Mets open Citi Field with soggy win

April 3, 2009 7:38:08 PM PDT
Citi Field was nearly empty when New York Mets manager Jerry Manuel popped out of the dugout and strolled toward the first-base line. A light mist was falling on the white tarp covering the infield, yet Manuel stood in one spot and soaked in the new place as it glistened in the rain. All those dark green seats hugging the warning track, the crooked angles of the outfield fence.

"Oh, it's beautiful," Manuel said with a wide grin.

About 90 minutes later, the Mets opened their $800 million ballpark with an exhibition game against the Boston Red Sox. Carlos Beltran hit an RBI single, new closer Francisco Rodriguez earned a save and New York rewarded its soggy fans with a rain-delayed 4-3 victory Friday night.

An enthusiastic crowd of 37,652, almost certainly diminished by the weather, turned out for the Mets' first game since moving out of dingy Shea Stadium, their home from 1964-2008.

"I think this is good for us mentally, too. You get a clean slate," third baseman David Wright said.

New York also made a splash away from the field, agreeing to a contract with 40-year-old slugger Gary Sheffield three days after he was released by Detroit. The outspoken Sheffield is expected in New York on Saturday and the deal is contingent on him passing a physical, general manager Omar Minaya said.

Play was halted by rain for 67 minutes in the sixth inning, sending most of the crowd home. When the game resumed, every regular had been pulled.

But that didn't spoil the party.

Fans filed in through the grand Jackie Robinson Rotunda and wandered throughout the cozy ballpark, checking out the various eateries, spacious concourses and roomy seats.

Citi Field was designed to be an intimate venue that invokes the warmth of Ebbets Field, beloved home of the Brooklyn Dodgers until 1957.

"As good as advertised and better. Everybody knew they wanted a pitcher-friendly ballpark," Wright said. "Who knows? I think the bigger the field plays, the more it is to our advantage."

The new place seats 42,000, down from about 57,000 at big Shea.

"It feels like you're almost on vacation, in another town," 57-year-old Gary Gardiner of Massapequa said as he watched from the pedestrian bridge in right-center field. "Just hanging out and watching over here. It's nice."

The asymmetrical dimensions at Citi Field are a major change from Shea. It is 415 feet to the fence in right-center, and the outfield walls change height seven times. A section of right-field stands hangs over the lower deck, with the porch extending 8 feet into the field of play.
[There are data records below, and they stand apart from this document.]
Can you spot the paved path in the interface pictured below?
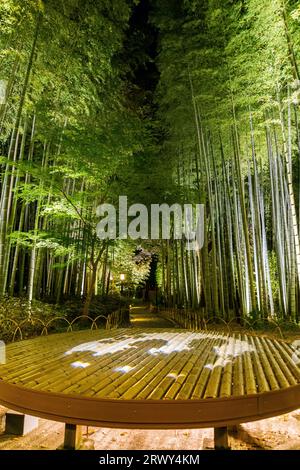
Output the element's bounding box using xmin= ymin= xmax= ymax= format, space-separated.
xmin=130 ymin=305 xmax=178 ymax=328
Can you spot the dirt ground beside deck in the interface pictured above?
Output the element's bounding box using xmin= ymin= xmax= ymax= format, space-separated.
xmin=0 ymin=407 xmax=300 ymax=450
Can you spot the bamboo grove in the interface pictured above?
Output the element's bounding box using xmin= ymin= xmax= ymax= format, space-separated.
xmin=0 ymin=0 xmax=148 ymax=313
xmin=0 ymin=0 xmax=300 ymax=322
xmin=156 ymin=0 xmax=300 ymax=321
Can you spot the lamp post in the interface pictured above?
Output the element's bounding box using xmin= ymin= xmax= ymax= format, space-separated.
xmin=120 ymin=274 xmax=125 ymax=295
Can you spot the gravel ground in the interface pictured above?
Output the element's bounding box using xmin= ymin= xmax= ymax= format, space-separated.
xmin=0 ymin=407 xmax=300 ymax=450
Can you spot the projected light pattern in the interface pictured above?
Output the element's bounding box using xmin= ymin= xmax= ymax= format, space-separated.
xmin=114 ymin=366 xmax=135 ymax=374
xmin=0 ymin=328 xmax=300 ymax=403
xmin=65 ymin=331 xmax=255 ymax=373
xmin=71 ymin=361 xmax=90 ymax=369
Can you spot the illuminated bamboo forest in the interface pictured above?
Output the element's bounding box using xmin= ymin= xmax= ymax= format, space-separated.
xmin=0 ymin=0 xmax=300 ymax=326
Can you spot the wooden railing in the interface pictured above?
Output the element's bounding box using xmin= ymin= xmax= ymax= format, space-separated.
xmin=0 ymin=309 xmax=130 ymax=343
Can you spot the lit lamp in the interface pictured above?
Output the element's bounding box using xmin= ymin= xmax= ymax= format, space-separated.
xmin=120 ymin=274 xmax=125 ymax=294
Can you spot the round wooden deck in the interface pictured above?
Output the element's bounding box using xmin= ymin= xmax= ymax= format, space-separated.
xmin=0 ymin=328 xmax=300 ymax=429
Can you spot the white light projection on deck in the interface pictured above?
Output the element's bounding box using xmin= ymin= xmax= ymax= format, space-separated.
xmin=65 ymin=331 xmax=255 ymax=372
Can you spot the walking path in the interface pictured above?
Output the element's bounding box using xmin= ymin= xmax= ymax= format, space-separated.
xmin=130 ymin=305 xmax=178 ymax=328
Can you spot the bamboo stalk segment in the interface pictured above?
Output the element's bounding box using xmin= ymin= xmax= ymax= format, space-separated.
xmin=249 ymin=336 xmax=270 ymax=393
xmin=192 ymin=336 xmax=224 ymax=399
xmin=242 ymin=335 xmax=257 ymax=395
xmin=232 ymin=334 xmax=245 ymax=396
xmin=265 ymin=339 xmax=297 ymax=386
xmin=254 ymin=336 xmax=280 ymax=390
xmin=220 ymin=337 xmax=236 ymax=398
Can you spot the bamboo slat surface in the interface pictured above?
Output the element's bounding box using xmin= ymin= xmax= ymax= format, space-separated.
xmin=0 ymin=329 xmax=300 ymax=400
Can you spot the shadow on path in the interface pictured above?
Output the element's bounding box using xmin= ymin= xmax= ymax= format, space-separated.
xmin=130 ymin=305 xmax=178 ymax=328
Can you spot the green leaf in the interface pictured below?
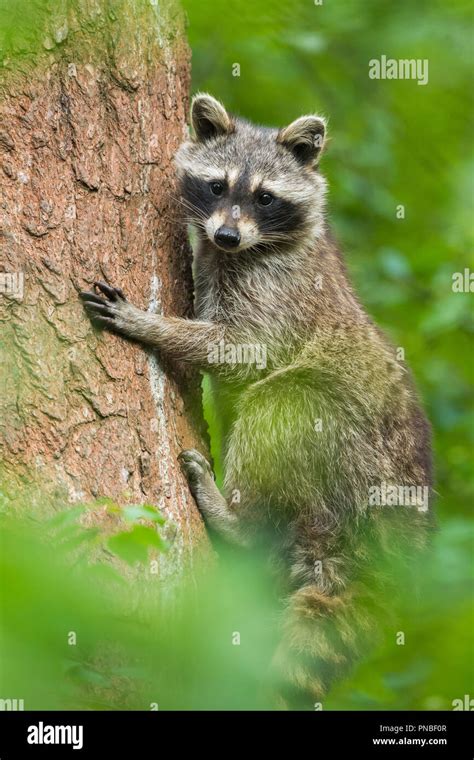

Because of the rain, neither team was able to take batting or fielding practice outdoors.

"It's definitely big, as far as the hitters are concerned," Red Sox slugger Jason Bay said.

In the late innings, the Mets played this one as though it mattered. They showed off their revamped bullpen, with J.J. Putz allowing a run in the eighth before Rodriguez worked a perfect ninth.

No. 5 starter Livan Hernandez was sharp, yielding only a bloop double and two walks in three scoreless innings. He struck out three.

"Mound was very comfortable," Hernandez said.

All in all, not a bad test run. The Mets begin the season with a six-game road trip before returning to Citi Field for their home opener April 13 against San Diego.

"It looks gorgeous," Boston manager Terry Francona said. "I think it's stating the obvious, when it's a level above Shea."

Across town, the Yankees also played their first game in a new ballpark, drawing 48,402 to their $1.5 billion palace for a 7-4 exhibition win over the Chicago Cubs.

Red Sox starter Jon Lester struggled with his command, walking five in four innings. He allowed one run and three hits, throwing 83 pitches.

"I really couldn't tell what was going on. I didn't have a feel for my arm, my pitches," Lester said. "I'm not worried. Tonight was just one of those deals you have to shake off and move on."